# Scientific Report for STSM project

Vesna Smiljković vesna.smiljkovic@bsc.es

January, 2013

| Reference Code | COST-STSM-ECOST-STSM-IC1001-100912-021990           |
|----------------|-----------------------------------------------------|
| STSM title     | Compiler-guided techniques for reducing overhead in |
|                | TM-based fault-tolerant systems                     |
| STSM Period    | 2012-09-10 to 2012-12-07                            |
| Participant    | Vesna Smiljković                                    |
|                | Barcelona Supercomputing Center, Spain              |
| Host           | Prof. Christof Fetzer                               |
|                | Technische Universität Dresden, Germany             |
|                |                                                     |

## 1 Purpose of the STSM

Transactional Memory (TM) [1, 2] has been proposed as a concurrency control mechanism to simplify multithreaded programing. TM ensures that a group of load and store operations is executed atomically and in isolation, and that programmers do not have to take care of locking and unlocking data accessed in these operations. Therefore, TM provides robustness and scalability of applications. Many researchers have been interested in TM in last decades. Numerous implementations in software (e.g. as a library [3] or a compiler extension [4]) and in hardware (as parts of mainstream processors [5,6]) motivate researchers to investigate even further - to find other possible purposes of TM.
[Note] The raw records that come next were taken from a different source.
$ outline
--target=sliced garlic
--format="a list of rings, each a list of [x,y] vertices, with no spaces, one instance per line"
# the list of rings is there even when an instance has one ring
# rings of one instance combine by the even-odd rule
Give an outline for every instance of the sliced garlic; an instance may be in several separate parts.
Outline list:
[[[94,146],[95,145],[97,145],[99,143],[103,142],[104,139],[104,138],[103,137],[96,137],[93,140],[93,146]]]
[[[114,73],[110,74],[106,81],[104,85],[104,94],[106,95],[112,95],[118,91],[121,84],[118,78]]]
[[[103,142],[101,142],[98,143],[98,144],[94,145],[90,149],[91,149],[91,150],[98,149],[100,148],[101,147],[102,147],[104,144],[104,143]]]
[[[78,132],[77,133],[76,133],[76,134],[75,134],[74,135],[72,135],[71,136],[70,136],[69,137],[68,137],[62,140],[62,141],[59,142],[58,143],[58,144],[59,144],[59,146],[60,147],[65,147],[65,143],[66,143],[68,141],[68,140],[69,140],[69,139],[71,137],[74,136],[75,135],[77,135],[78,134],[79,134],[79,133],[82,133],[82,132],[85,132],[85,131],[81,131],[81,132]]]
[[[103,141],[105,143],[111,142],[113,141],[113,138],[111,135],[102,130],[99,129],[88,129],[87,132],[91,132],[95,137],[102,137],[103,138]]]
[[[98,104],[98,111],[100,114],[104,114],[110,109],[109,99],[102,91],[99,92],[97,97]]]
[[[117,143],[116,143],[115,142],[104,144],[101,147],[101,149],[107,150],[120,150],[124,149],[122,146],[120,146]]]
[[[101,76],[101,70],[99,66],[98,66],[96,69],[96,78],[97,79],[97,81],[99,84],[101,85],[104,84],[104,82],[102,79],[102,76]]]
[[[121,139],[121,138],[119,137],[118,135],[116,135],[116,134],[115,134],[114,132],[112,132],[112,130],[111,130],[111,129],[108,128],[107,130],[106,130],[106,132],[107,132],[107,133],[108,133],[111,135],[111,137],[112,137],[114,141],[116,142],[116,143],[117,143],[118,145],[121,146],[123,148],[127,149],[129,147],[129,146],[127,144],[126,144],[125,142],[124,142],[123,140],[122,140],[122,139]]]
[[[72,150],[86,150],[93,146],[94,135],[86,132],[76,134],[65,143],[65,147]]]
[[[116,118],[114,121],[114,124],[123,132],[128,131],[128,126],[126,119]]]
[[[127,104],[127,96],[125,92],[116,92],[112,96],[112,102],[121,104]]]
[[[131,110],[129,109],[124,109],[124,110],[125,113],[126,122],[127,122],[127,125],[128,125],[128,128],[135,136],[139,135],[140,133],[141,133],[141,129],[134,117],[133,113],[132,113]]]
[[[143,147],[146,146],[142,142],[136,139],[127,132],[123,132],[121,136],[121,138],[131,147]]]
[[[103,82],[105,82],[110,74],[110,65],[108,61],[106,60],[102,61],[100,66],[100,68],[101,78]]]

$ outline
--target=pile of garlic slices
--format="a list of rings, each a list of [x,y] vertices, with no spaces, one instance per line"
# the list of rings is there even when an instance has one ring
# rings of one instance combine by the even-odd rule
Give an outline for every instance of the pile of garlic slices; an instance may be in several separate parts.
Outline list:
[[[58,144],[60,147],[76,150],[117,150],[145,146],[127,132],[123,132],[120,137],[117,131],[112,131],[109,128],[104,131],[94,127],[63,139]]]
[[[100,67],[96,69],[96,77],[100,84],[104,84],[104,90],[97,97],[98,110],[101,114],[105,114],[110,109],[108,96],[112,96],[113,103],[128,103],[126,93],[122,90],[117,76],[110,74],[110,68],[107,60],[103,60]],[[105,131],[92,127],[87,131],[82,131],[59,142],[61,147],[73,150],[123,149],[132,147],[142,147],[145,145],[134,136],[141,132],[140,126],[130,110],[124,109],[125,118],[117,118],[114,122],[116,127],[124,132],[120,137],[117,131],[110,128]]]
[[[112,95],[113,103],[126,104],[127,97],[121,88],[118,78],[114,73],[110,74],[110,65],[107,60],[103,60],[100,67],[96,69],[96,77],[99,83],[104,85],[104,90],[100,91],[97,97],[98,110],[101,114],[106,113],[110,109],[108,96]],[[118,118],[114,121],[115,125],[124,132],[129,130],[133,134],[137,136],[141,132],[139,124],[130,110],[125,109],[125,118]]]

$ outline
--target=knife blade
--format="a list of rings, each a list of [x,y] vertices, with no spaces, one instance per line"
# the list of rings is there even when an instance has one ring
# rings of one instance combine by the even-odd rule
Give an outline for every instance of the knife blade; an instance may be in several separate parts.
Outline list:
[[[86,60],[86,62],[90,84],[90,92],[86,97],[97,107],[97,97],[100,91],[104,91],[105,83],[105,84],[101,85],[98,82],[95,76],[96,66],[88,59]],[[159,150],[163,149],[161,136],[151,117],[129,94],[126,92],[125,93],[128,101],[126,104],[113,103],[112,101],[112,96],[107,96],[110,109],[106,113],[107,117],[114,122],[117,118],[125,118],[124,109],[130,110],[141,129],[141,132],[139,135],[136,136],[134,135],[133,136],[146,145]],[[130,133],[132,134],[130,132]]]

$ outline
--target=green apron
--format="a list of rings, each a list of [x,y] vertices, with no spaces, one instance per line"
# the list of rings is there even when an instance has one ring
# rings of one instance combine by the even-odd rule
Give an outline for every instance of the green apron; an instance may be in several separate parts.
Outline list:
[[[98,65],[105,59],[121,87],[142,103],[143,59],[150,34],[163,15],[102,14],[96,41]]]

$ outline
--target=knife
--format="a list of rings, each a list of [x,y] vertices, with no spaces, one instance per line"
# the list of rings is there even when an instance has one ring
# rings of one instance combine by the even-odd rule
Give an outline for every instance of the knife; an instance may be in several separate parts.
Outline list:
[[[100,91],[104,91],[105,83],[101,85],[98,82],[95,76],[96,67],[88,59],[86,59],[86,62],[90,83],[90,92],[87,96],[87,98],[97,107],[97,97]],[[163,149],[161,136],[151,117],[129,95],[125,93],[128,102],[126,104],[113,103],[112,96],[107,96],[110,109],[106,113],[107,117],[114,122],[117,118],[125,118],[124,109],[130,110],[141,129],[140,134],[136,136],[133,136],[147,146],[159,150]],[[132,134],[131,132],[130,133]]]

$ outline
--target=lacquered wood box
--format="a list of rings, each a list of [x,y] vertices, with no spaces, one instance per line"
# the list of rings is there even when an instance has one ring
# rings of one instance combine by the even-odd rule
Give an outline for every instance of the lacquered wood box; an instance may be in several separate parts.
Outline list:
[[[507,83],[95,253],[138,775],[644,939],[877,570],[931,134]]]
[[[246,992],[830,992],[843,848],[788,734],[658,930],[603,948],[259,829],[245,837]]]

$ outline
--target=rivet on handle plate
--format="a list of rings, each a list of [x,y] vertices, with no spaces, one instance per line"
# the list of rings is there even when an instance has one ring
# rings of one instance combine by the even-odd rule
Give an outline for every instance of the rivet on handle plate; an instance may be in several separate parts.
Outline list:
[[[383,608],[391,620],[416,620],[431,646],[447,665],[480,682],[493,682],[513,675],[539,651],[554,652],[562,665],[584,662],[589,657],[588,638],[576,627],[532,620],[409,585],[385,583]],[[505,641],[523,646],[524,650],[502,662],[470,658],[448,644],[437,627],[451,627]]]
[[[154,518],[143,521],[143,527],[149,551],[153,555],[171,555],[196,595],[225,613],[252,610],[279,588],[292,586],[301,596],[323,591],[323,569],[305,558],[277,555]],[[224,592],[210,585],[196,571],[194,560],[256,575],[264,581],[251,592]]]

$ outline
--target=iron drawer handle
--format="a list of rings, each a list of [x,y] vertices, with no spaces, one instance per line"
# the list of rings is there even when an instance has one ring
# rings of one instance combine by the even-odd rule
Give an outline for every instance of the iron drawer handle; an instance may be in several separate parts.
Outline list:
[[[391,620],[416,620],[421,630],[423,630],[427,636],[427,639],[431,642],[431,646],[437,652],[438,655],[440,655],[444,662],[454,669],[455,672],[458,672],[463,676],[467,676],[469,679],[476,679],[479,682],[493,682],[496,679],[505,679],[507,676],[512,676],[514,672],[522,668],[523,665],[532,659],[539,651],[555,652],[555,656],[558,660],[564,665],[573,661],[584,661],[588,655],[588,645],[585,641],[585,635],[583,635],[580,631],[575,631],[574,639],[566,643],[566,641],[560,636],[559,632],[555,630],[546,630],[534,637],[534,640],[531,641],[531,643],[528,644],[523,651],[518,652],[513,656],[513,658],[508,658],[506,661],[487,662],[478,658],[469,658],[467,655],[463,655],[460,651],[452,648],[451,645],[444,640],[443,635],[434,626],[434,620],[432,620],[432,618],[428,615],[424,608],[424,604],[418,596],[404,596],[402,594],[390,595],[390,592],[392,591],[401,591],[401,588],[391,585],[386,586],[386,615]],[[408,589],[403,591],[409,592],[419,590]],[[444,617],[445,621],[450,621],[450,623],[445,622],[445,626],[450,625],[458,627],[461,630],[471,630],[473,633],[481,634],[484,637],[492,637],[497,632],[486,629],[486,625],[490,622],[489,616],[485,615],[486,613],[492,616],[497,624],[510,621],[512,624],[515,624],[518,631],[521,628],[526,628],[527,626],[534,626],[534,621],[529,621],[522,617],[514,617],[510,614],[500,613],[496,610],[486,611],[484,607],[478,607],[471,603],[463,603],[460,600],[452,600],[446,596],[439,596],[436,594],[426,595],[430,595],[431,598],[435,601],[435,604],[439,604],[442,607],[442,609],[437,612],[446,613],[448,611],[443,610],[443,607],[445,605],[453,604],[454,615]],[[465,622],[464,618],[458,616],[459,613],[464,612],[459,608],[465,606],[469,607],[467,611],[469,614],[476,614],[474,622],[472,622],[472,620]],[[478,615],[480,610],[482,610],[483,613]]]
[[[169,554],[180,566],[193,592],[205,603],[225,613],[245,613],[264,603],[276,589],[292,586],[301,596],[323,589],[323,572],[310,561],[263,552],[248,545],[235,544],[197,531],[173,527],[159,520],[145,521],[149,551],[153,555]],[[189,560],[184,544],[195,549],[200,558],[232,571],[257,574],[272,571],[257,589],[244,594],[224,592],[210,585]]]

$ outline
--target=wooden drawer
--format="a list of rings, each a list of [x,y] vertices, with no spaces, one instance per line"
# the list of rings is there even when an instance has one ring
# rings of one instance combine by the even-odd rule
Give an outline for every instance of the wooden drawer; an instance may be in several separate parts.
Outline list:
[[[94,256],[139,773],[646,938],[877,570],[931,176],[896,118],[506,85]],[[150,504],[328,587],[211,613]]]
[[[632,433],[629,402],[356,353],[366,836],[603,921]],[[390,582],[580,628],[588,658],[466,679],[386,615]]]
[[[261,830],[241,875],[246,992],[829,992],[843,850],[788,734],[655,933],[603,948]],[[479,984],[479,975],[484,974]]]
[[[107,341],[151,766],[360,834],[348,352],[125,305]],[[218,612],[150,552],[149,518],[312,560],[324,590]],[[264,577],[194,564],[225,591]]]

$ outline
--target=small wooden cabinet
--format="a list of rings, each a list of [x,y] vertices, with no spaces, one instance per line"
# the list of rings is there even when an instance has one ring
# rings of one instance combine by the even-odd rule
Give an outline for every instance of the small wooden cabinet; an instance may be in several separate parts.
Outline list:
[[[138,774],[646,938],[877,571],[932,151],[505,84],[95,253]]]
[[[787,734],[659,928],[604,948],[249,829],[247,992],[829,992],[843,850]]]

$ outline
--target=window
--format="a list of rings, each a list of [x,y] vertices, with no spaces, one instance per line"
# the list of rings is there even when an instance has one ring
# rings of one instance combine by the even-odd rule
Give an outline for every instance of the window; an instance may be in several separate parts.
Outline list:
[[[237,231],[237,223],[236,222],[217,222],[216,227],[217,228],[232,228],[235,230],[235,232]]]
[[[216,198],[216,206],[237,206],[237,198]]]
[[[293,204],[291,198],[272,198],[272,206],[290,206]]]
FaulTM [7] is a fault-tolerance technique that exploits hardware TM characteristics to ensure fault detection and recovery. A programmer defines a vulnerable section of an application and FaulTM executes it in two parallel threads, as transactions. At the end of the transactions, any mismatch in write sets indicates faulty execution. In case of a mismatch, transactions have to be re-executed. In order to provide full error coverage, it is essential to compare the register file as well, since a soft error in registers can be propagated to other components. The register file comparison introduces additional overhead.

The purpose of this short term scientific mission (STSM) was to implement compiler-guided techniques to decrease TM and reliability costs while remaining the full error coverage. To reduce the comparison overhead, we proposed analyzing variables and registers liveness and transforming code to decrease the lifetime of a variable, i.e. to decrease the vulnerability.

According to the latest FaulTM paper [7], the comparison of the register file is performed in the commit phase of transactions and produces overhead of 13% on average for SPEC2006 benchmarks. To reduce this, authors propose an optimization - comparing hash-based signatures of write sets and register files.

After an initial research on this topic, we conclude that we would not be able to reasonably reduce this overhead further. First, code transformations could affect only the general purpose registers, and their number is relatively small. Second, we assume that code transformations might introduce additional overhead (e.g. due to register spilling), which was not considered in the proposal. Therefore, we decided to change the plan of this STSM and to investigate another interesting topic - deterministic execution of TM applications.

In general, multithreaded programs are nondeterministic. Threads interleave in a nondeterministic order and might produce a different output in each execution started with the same input. Sources of nondeterminism are other processes running in parallel, the state of memory, caches and the state of any microarchitecture structure [8].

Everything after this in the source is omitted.